An op-ed in today's Washington Post raised some thought-provoking questions about the difficulties faced by developing countries seeking to meet the energy needs of their citizens while minimizing their contribution to increasing global emissions of greenhouse gases. The problem is even trickier for South Africa, which is rich in coal--the literal bête noir of anthropogenic climate change--and relied on by neighboring countries for their electricity supplies. In the op-ed South Africa's Finance Minister, Mr. Pravin Gordhan, pleads for greater understanding of his country's situation by the World Bank and other international lenders that prefer to fund renewable energy projects and regard additional coal power capacity as counterproductive. This dilemma is central to the challenge of reducing global emissions of CO2 and other GHGs without penalizing the growth necessary to lift billions of people from poverty--or pushing others elsewhere back into it.
South Africa needs more generating capacity because its national utility Eskom has struggled to keep up with growing demand for power. There are many reasons for this, including social acceptance of electricity theft by those unable to pay for it, but mainly because until the recession the country's economy was growing at a growth rate of over 5% in real GDP. This has led to chronic blackouts and constraints on some of South Africa's key industrial sectors. The need for more capacity is thus urgent, so timing matters. Although the country currently gets about 5% of its electricity from nuclear power plants, new nukes couldn't be built fast enough to avoid years of tight power supplies. And if your grid is already unstable, adding lots of intermittent or cyclical wind and solar power isn't going to help much, without also adding expensive grid management and power storage technology.

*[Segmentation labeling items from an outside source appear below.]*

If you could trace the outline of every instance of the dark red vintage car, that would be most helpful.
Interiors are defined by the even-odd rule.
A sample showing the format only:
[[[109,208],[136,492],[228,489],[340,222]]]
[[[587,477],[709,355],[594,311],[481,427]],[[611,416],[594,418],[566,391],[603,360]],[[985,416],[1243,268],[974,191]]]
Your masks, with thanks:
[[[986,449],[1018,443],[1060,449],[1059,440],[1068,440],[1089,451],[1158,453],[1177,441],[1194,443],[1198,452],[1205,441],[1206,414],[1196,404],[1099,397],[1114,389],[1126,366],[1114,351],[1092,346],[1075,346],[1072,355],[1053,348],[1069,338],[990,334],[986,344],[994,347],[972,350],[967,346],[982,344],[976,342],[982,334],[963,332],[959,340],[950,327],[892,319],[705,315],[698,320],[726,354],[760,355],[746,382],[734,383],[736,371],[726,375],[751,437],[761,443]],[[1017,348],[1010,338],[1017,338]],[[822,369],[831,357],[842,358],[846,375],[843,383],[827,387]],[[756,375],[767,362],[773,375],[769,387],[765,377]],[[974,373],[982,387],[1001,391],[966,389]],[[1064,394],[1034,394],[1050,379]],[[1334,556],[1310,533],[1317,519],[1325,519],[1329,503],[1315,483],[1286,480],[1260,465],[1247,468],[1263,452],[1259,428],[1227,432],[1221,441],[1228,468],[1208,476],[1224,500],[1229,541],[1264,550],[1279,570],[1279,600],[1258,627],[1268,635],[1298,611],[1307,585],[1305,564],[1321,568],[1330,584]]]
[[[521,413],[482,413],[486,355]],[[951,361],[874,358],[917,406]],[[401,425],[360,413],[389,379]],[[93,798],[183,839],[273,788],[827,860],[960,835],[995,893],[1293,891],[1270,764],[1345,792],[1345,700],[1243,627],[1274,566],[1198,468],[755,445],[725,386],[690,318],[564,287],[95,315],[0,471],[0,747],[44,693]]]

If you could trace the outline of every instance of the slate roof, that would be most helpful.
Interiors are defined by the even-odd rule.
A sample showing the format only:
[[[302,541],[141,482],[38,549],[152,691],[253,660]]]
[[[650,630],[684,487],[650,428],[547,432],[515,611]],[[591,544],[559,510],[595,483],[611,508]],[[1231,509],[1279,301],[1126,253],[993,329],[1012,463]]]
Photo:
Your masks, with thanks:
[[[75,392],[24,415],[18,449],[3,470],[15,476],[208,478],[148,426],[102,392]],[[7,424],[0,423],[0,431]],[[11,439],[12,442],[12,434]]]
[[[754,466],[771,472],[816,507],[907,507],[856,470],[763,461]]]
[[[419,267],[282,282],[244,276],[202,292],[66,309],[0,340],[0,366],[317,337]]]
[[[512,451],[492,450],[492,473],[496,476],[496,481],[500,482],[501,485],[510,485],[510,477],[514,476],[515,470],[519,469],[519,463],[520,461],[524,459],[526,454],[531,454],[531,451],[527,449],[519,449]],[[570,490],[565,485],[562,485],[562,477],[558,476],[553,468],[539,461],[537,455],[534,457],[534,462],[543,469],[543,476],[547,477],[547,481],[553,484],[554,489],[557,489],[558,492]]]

Another aspect of the problem is financial. Even if renewables were economically attractive compared with building more coal-fired capacity--they are not without subsidies on a scale that countries like South Africa can't usually afford--much of their economic benefit comes from the trade-off between high up-front equipment costs and very low operating costs with no direct fuel expense. That's great if you have an indigenous renewable energy manufacturing base or a large, diverse economy that can easily absorb the cost of importing such equipment from other countries. However, if you don't fall into either category and the fuel being saved happens to be one of your most productive resources, this trade-off isn't very compelling. Not only does coal generate most of South Africa's power today, but it is also a major source of transportation fuels from the giant coal-to-liquids plant at Secunda. As a result, South Africa ranks ahead of France and Australia in total CO2 emissions.
According to Mr. Gordhan, South Africa wants to invest in renewables and play a constructive role in managing global emissions, but it also has an obligation to meet the energy needs of its and its inter-connected neighbors' population, for many of whom this translates into basic necessities. Without significant international energy assistance and investment, the priorities for such countries must put current needs ahead of future risks. Yet the provision of such assistance is fraught with other risks, and it cannot be extracted through the assessment of blame for historical emissions that occurred long before the current consensus on human-induced climate change coalesced. I don't see any easy answers to this, short of a cheap way to capture and sequester CO2 from coal-fired power plants, which is the subject of much research and not a little controversy.